Zwei Jahre

Zwei Jahre ist es jetzt her, dass mein Finlay gestorben ist.

Diesen Text habe ich schon mindestens 3 mal angefangen. Ich habe über meine beiden besten Ponys geschrieben, ich habe über die Wochen vor Finlays zweitem Todestag geschrieben, ich habe darüber geschrieben, dass Finlay in den Hintergrund rückt und dass das einerseits mein Leben leichter macht und andererseits wieder neue Trauer auslöst. Ich wollte Euch schreiben, wie es mir geht, heute, an diesem Tag und hier und jetzt in meinem neuen Leben, das vor zwei Jahren anfing. Aber es ist sehr schwer in Worte zu fassen, wie es mir geht. Es ist ja nicht nur mein Pony gestorben. Mein Leben war davor schon ein bisschen durcheinander gepurzelt und dann kam dieser schreckliche Unfall, diese Absurdität und Gemeinheit des Lebens, diese Unerklärlichkeit. Mein Pony war 8 Jahre alt und quicklebendig – und dann war es plötzlich tot. Im Gegensatz zu meinem alten Hund, der nun seit gut einem Jahr tot ist und der mich ohne Trauma und sogar fast ohne Trauer mit so vielen guten Erinnerungen und Gefühlen zurückgelassen hat, hat Finlays Tod mein Leben auf den Kopf gestellt, meine Glaubenssysteme erschüttert und eine Million Fragen aufgeworfen, die mir niemand beantworten kann. Ich bin manchmal ein bisschen neidisch auf all jene, die eine feste Vorstellung davon haben, wie Leben funktioniert oder die einen Glauben haben an eine höhere Macht, an einen Sinn, einen Plan oder so etwas. Manchmal habe ich versucht, so etwas zu glauben, aber es fühlte sich nie richtig an. Und wann immer ich meine Fragen formuliert habe, konnte mir niemand eine zufriedenstellende Antwort geben.
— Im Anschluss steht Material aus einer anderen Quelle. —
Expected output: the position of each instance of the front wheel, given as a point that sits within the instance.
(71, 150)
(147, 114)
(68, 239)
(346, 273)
Ich habe gelernt, damit zu leben. So wie ich gelernt habe, mit all den unformulierbaren Zuständen und Gefühlen zu leben, die dieser Todestag in mir auslöst. Ambiguitätstoleranz heißt das, hab ich im Trauerpodcast gelernt. Die Fähigkeit, sich scheinbar widersprechende Gefühle nebeneinander und gleichzeitig auszuhalten.

Und als die Erdbeerverkäuferin mich heute gefragt hat, was sie mir Gutes tun kann, da habe ich kurz überlegt, ob ich sie bitte, die Zeit zwei Jahre zurück zu drehen. Den Unfall verhindern und weiter leben mit meinem Finlay. Aber auch da ist die Ambiguität, denn dann hätte ich meinen geliebten Finlay wieder, aber ich hätte nicht Duncan hier, jenen kleinen, ganz anderen Glücksgenerator, dieses wunderbare Pony das ich jeden Tag mehr liebe und den ich nie, nie wieder hergeben mag (es sei denn er ist uralt und steif und müde und hat sein Leben gelebt, so wie mein Hund letztes Jahr…..)

Letztes Jahr zu dieser Zeit hatte ich für mich selbst beschlossen, mir noch ein Jahr Zeit zu geben. Noch ein weiteres Jahr zu akzeptieren, dass ich im Ausnahmezustand bin. Ich hatte gerade eine Trauma- Therapie angefangen und gemerkt, wie sehr ich noch immer neben der Spur war. Es tat mir gut, für mich selbst diesen Entschluss zu fassen: ein weiteres Jahr in dem ich nicht erwarte, dass ich so zurecht komme wie vorher. Das hat mir den Druck genommen. Und Anfang diesen Jahres fing es an, deutlich besser zu werden. An den allermeisten Tagen bin ich normal, zufrieden und glücklich mit der Situation wie sie jetzt ist. Duncan ist das neue Normal geworden. Dass Finlay nicht mehr hier ist, ist das neue Normal geworden. Und das neue Normal ist auch gut.

In den letzten Wochen, wo dieser Tag mir so bevorgestanden hat, sind viele Erinnerungen hoch gekommen und ich habe viele alte Texte gelesen. Ich sehe: meine Vorstellung davon, wie Duncan ist und wie es mit Duncan ist, war weit entfernt von der Realität. Duncan ist ganz, ganz anders. Und ich habe gelernt, ihn so zu lieben wie er ist. Seine Macken sind nicht besser oder schlechter als die von Finlay, nur anders. In so vielen Punkten ist Duncan das Gegenteil von Finlay. Manchmal, wenn mein kleiner Hengst mit seinen überbordenden Gefühlen, seiner extrovertierten Art, seiner schier endlosen Energie und seinem beständigen Hunger nach Abenteuer mich an meine Grenzen bringt, dann denke ich an meinen Bummelanten. Meinen verträumten Finlay, immer gemütlich unterwegs. Nie eilig, nie zu viel Energie. Und ich trauere der Entspannung nach, die er so sehr in sich trug.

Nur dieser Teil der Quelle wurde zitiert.